Read out recent editorial on the need to control model methods.
1) Beginning with high-resolution (e.g. 1 mm) anatomical scans, the entire model work flow should preserve precision. Any Finite Elemet (FE) human head model is limited by the precision and accuracy of tissue dimensions (along with individual segmentation mask quality) and conductivity values incorporated (inhomogeneity and anisotropy). One hallmark of precision is that the cortical surface used in the final FEM solver should capture realistic sulci and gyri.

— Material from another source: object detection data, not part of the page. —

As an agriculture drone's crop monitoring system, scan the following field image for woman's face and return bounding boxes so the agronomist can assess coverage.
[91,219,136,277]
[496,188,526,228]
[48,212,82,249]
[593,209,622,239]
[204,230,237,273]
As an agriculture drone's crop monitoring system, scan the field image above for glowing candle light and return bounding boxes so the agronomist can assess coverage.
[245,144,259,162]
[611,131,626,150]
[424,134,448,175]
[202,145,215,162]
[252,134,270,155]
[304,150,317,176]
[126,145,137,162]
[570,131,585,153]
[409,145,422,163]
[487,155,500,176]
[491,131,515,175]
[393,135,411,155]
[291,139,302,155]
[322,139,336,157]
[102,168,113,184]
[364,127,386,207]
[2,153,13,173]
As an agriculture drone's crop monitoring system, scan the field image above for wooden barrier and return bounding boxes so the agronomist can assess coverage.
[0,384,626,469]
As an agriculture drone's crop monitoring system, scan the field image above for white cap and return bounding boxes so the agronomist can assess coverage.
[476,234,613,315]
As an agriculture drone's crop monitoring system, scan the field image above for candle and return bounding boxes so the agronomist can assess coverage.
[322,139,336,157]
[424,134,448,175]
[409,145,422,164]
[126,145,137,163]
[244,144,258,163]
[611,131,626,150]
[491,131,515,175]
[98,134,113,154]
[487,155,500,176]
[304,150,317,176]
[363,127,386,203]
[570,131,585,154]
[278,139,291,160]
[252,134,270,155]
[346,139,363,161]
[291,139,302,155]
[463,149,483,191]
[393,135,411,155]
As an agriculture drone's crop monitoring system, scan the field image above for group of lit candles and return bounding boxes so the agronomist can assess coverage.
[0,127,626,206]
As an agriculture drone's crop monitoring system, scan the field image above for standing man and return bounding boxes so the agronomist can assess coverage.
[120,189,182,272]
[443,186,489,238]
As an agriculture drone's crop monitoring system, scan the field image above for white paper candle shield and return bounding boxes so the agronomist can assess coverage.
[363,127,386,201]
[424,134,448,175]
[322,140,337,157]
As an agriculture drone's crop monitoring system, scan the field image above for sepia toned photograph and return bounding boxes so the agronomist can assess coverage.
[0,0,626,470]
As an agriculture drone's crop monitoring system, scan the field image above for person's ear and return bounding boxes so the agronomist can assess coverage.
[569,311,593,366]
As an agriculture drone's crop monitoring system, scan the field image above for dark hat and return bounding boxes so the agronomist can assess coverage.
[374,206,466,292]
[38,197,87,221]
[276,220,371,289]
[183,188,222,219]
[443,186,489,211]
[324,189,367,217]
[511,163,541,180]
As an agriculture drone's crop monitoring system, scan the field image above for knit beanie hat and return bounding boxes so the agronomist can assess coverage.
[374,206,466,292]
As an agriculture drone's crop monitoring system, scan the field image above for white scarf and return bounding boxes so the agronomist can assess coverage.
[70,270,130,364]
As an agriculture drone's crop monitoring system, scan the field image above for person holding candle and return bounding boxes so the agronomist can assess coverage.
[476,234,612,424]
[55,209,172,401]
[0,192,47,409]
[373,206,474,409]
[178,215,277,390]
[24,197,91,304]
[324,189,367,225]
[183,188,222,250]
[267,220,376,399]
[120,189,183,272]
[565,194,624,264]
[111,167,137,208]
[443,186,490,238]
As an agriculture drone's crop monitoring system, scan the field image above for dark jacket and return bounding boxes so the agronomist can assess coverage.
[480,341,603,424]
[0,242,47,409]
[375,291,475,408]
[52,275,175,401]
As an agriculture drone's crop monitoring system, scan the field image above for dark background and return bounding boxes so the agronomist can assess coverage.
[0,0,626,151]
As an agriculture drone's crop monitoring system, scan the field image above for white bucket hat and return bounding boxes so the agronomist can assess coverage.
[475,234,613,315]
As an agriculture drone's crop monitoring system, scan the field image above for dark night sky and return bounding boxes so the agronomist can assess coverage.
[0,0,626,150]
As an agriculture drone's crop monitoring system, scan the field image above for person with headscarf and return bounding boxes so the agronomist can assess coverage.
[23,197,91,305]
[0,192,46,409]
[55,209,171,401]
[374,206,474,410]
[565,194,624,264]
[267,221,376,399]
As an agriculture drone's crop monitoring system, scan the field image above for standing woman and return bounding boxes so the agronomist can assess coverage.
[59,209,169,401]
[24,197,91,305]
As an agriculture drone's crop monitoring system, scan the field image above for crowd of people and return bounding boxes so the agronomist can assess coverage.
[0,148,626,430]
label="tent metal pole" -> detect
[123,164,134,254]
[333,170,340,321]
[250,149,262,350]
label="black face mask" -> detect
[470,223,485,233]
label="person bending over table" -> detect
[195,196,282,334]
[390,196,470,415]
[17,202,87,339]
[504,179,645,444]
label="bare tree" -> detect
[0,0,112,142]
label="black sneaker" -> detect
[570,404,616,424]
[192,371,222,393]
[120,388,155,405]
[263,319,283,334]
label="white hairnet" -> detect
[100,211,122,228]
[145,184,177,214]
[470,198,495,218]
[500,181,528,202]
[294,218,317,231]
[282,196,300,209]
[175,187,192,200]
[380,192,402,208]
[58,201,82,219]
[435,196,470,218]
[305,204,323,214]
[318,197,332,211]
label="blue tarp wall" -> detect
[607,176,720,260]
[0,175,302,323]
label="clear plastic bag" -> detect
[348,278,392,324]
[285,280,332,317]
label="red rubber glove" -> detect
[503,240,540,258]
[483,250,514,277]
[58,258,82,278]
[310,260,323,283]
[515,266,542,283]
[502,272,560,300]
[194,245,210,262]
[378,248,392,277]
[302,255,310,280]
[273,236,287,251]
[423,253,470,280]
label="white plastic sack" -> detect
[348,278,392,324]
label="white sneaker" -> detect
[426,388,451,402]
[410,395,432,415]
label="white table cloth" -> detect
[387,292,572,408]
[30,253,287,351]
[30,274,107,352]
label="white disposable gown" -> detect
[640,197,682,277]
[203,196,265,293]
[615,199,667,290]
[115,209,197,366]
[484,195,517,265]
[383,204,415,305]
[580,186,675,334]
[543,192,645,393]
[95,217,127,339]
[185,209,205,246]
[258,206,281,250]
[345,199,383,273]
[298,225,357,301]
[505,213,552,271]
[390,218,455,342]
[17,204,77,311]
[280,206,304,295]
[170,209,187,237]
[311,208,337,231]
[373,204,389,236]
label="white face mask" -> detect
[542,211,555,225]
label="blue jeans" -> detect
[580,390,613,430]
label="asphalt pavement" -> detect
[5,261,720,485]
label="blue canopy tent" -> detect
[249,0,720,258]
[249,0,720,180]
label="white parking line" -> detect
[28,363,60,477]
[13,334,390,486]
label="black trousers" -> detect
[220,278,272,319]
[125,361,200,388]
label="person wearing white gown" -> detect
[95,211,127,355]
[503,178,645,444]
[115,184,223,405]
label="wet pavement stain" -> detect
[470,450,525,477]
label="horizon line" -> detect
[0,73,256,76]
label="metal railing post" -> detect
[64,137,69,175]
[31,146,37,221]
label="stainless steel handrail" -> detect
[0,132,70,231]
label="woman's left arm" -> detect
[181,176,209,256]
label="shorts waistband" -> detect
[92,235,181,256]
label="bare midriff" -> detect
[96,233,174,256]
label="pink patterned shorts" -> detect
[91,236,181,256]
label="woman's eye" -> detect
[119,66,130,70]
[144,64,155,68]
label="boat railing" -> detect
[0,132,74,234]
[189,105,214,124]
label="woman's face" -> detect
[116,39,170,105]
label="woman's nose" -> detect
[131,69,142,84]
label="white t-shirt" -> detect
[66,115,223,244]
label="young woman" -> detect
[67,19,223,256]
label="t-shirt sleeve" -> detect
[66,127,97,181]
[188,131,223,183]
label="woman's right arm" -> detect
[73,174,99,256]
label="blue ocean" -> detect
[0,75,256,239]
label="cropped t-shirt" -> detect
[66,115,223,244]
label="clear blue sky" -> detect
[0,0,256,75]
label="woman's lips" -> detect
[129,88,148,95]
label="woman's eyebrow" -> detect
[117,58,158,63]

2) Simultaneously, a priori knowledge of tissue anatomy and factors known to shape current flow should be applied to further refine segmentation. Particularly critical are discontinuities not present in nature that result from limited scan resolution; notably both unnatural perforations in planar tissues (e.g. holes in CSF where brain contacts skull, misrepresented skull fissures, ventricular architecture….) and microstructures (e.g. incomplete or voxelized vessels) can produce significant aberrations in predicted current flow. Moreover, incorporation of multiple different tissue masks (e.g. eye sclera, cornea, glands, midbrain...) without reliable reported human conductivity values in literature (especially at DC frequency) may also lead to errors.
Thus addition of complexity without proper parameterization can evidently decrease prediction accuracy. An improper balance between these factors can lead to distortions in brain current flow of an order of magnitude or more, with the most appropriate methodology (ranging from concentric spheres to individualized models) ultimately depending on the clinical question being addressed.